It was the first road game of the season for Providence (4-1-1) and its first Hockey East matchup. BU improved to 4-3-0 overall and 2-0-0 in the league.

Danny O’Regan, who tied the score at 3-3, lifted the Terriers to victory. At 5:38 of the third, O’Regan snapped a loose puck into the net off a scramble in front for his second goal of the evening.

In the first 20 minutes, it was virtually all Providence, which took advantage of myriad BU defensive mistakes.

The Friars parlayed 19 shots on goal into a 3-0 lead heading into the first intermission.

The first came shorthanded. With Shane Luke off for interference, Ross Mauermann dished a pass into the slot for defenseman Steven Shamanski. Shamanski’s shot through a screen beat goaltender Matt O’Connor (34 saves) at 9:29.

Mauermann put his team up, 2-0, at 12:43, beating O’Connor on a one-timer from the slot.

The tally was set up by Paul de Jersey, who found Mauermann with a pass from deep in the left circle.

Brandon Tanev cashed in on a turnover by Terriers defenseman Garrett Noonan at the BU blue line.
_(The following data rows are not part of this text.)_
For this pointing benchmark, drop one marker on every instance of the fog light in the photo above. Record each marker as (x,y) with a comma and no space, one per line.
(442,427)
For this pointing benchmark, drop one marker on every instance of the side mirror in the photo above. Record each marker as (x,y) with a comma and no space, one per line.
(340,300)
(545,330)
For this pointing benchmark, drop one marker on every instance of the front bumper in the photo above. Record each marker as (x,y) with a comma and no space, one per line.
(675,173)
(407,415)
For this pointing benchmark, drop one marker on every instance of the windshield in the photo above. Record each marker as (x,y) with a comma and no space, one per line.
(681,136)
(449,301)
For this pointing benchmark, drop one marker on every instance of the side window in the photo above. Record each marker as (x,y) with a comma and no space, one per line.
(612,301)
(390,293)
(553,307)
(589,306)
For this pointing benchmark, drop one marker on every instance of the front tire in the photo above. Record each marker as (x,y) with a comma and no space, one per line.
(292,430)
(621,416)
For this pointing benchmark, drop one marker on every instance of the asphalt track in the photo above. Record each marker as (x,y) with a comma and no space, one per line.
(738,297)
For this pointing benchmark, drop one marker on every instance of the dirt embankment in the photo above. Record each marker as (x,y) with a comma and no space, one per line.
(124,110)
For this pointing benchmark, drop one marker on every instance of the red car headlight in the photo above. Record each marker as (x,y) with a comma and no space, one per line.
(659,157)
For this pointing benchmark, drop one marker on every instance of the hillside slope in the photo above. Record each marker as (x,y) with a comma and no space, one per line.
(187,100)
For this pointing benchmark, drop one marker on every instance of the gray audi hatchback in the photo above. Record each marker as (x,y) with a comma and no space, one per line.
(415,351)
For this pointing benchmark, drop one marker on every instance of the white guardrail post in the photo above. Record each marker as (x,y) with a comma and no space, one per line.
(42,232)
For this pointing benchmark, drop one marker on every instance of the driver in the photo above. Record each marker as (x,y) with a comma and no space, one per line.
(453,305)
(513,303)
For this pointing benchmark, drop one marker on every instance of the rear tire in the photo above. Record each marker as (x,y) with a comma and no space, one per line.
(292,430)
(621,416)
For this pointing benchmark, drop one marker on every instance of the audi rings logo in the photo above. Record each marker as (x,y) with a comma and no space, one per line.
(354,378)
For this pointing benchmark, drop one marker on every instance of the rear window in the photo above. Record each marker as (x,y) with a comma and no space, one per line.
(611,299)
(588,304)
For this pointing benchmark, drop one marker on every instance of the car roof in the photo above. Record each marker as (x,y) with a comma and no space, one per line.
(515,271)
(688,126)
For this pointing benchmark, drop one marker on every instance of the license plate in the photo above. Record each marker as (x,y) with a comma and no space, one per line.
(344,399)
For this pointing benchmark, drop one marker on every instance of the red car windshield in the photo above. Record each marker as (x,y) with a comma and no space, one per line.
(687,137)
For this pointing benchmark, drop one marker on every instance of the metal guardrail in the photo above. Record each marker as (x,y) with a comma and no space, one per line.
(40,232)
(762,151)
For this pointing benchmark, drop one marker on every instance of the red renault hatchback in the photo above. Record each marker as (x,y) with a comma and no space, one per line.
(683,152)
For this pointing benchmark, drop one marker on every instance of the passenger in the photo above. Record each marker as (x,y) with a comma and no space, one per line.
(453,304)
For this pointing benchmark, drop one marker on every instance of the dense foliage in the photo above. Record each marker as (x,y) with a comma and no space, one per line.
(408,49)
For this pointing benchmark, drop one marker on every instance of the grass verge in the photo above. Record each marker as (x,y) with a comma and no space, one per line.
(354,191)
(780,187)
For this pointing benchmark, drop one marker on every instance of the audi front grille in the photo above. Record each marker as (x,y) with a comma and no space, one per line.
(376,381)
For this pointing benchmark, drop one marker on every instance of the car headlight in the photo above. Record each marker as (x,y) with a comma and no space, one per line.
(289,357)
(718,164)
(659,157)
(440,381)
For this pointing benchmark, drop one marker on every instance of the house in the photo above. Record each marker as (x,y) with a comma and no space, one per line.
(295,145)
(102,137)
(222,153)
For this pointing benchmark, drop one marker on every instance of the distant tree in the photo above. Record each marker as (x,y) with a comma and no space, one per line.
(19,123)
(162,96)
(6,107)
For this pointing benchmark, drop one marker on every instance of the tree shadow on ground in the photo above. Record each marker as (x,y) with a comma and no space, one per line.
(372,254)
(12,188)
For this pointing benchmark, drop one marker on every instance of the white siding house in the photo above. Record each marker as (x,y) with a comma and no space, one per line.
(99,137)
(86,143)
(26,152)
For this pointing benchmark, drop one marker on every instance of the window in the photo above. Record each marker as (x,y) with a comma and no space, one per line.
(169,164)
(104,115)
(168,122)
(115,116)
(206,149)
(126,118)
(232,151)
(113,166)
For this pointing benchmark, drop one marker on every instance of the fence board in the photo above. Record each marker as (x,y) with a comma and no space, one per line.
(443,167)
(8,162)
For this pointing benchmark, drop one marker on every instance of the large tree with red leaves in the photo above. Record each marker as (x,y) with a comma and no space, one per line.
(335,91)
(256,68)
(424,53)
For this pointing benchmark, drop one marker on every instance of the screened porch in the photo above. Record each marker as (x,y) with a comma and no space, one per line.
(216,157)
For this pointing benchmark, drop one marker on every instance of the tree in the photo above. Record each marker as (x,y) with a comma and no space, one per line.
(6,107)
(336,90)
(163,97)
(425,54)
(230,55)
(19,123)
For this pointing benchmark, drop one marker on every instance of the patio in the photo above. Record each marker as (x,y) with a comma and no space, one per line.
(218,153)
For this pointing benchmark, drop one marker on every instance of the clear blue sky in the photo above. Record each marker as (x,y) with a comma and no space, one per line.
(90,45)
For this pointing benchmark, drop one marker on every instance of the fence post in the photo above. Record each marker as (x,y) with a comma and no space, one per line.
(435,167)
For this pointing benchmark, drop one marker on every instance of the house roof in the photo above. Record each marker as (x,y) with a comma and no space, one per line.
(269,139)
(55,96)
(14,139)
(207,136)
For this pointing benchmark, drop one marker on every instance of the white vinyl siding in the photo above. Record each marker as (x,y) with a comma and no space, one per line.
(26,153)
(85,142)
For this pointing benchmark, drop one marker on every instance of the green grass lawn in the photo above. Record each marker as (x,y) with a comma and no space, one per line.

Tanev charged into the zone and beat O’Connor on a backhander at 16:34.

BU outshot the Friars, 8-7, in the middle period and fought its way back to tie the score in the process.

At 6:07, the Terriers started the rally when Sam Kurker jumped on a loose puck and jammed in a shot from the edge of the crease.

The second score came during a power play.

With Kevin Hart in the box for tripping, Matt Lane roofed a shot from the right side of the cage at 8:58 to close the gap to a goal.

The Terriers’ third strike came with 1:32 remaining in the period. During a give-and-go, Robbie Baillargeon sailed a pass to O’Regan in the slot and he directed it past netminder Jon Gillies (21 saves).

BU had a chance to take its first lead of the contest at 4:47 of the third when Gillies lost sight of the puck after a shot by Noonan hit him and bounced into the air.

Brendan Collier swooped in on the loose puck but he couldn’t find an opening on the goalie.

The Terriers kept the pressure on the Friars, though, and O’Regan got the job done less than a minute later.

It was the first time BU erased a three-goal deficit since the 2011-12 season, when the Terriers did it twice — against UMass at Agganis and in the Hockey East quarterfinals against New Hampshire. Both games were decided by 5-4 scores, the first in overtime and the second in double overtime

“Obviously, we played a great road period the first period,’’ said PC coach Nate Leaman. “We got away from a lot of things that were making us successful.

“We played awful defense tonight. Defensively after the first period, I thought we were atrocious. We’re still a growing team and we’re still young.